Molly laughed a sad laugh. “I think it was on Twitter before you left the house. There are no secrets anymore, Jesse. No privacy. I’m glad I wasn’t raised in the world my girls have grown up in. A girl needs a safe place for herself where she can live with the little embarrassments and mistakes she makes and grow from them. I would hate to think of the world as a stage I would be forced to live on for everyone to see. It was one thing when I was a girl and came out of the bathroom trailing some toilet paper and having the other girls laugh at me. Now someone would take a photo of it or video with their phone and post it.”

That gave Jesse an idea, but one he wasn’t yet willing to share.

“Your girls will be fine, Molly. Their dad is a good man and they have you for a mom.”

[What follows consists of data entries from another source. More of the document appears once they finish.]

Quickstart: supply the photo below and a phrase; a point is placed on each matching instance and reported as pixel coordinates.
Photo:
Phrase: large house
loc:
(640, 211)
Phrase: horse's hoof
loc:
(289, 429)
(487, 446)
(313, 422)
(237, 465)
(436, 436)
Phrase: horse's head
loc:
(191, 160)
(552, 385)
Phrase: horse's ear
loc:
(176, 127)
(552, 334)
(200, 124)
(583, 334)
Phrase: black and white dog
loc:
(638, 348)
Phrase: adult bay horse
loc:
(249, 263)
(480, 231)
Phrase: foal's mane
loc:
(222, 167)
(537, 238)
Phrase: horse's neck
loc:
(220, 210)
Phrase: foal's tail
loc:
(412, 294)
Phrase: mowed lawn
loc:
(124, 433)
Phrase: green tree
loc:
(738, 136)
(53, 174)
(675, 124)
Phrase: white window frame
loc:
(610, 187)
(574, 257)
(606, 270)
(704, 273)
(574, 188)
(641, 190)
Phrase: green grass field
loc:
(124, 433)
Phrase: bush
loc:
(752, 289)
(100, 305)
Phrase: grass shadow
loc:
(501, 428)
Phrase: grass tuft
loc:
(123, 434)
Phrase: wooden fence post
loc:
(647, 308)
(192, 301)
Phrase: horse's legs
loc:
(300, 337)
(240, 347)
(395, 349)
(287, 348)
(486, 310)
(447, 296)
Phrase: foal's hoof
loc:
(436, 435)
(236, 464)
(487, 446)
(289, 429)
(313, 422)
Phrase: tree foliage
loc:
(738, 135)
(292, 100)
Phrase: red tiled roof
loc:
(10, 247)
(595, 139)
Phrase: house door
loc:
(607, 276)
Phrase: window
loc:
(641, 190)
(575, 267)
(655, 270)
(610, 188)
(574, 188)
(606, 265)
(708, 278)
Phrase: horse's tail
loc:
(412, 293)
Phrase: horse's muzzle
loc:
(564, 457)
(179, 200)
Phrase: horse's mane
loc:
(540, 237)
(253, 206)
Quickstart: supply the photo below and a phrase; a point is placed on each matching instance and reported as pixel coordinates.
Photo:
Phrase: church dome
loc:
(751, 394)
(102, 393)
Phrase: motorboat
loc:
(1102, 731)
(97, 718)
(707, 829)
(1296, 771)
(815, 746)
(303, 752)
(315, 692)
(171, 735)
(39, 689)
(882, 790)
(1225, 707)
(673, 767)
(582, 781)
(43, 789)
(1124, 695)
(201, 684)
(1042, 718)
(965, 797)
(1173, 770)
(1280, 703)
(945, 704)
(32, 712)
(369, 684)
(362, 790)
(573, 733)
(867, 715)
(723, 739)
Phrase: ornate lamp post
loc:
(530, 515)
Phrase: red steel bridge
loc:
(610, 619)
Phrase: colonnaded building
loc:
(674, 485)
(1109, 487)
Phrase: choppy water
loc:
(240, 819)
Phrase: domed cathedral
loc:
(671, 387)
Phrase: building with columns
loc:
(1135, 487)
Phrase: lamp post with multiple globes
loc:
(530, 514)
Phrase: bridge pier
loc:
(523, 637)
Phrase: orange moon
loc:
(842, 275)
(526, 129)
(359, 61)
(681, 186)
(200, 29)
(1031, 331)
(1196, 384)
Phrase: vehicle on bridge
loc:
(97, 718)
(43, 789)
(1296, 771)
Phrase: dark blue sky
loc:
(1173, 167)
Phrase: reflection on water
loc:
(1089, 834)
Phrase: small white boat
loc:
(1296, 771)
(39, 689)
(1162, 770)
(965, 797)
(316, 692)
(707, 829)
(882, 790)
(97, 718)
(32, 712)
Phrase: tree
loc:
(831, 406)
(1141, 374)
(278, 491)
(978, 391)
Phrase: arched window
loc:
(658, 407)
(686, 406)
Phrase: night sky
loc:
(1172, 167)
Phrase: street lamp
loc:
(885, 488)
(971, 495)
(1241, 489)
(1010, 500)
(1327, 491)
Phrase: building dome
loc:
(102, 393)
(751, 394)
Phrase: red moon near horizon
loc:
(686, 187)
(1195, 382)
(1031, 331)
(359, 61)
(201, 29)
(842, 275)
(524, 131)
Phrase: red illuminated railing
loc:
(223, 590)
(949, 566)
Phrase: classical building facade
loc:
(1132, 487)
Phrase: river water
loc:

It was strange to see Lundquist standing where Jesse often stood, staring out the window behind his desk and gazing out at Stiles Island or the ocean beyond. It was stranger still when the state Homicide captain spoke without turning to face Jesse.

“There is a Joint Narcotics Task Force,” Lundquist said. “DEA, Boston PD, and my team. They’re working specifically on opioids. Last time we spoke, you mentioned you had something bigger than just the drug ring at the high school. You want to explain that to me now?”

Jesse sat in the seat Cole had sat in the day before, one of the two that faced his desk. “Sit in my seat,” he said. “We need to look each other in the eye for this conversation.”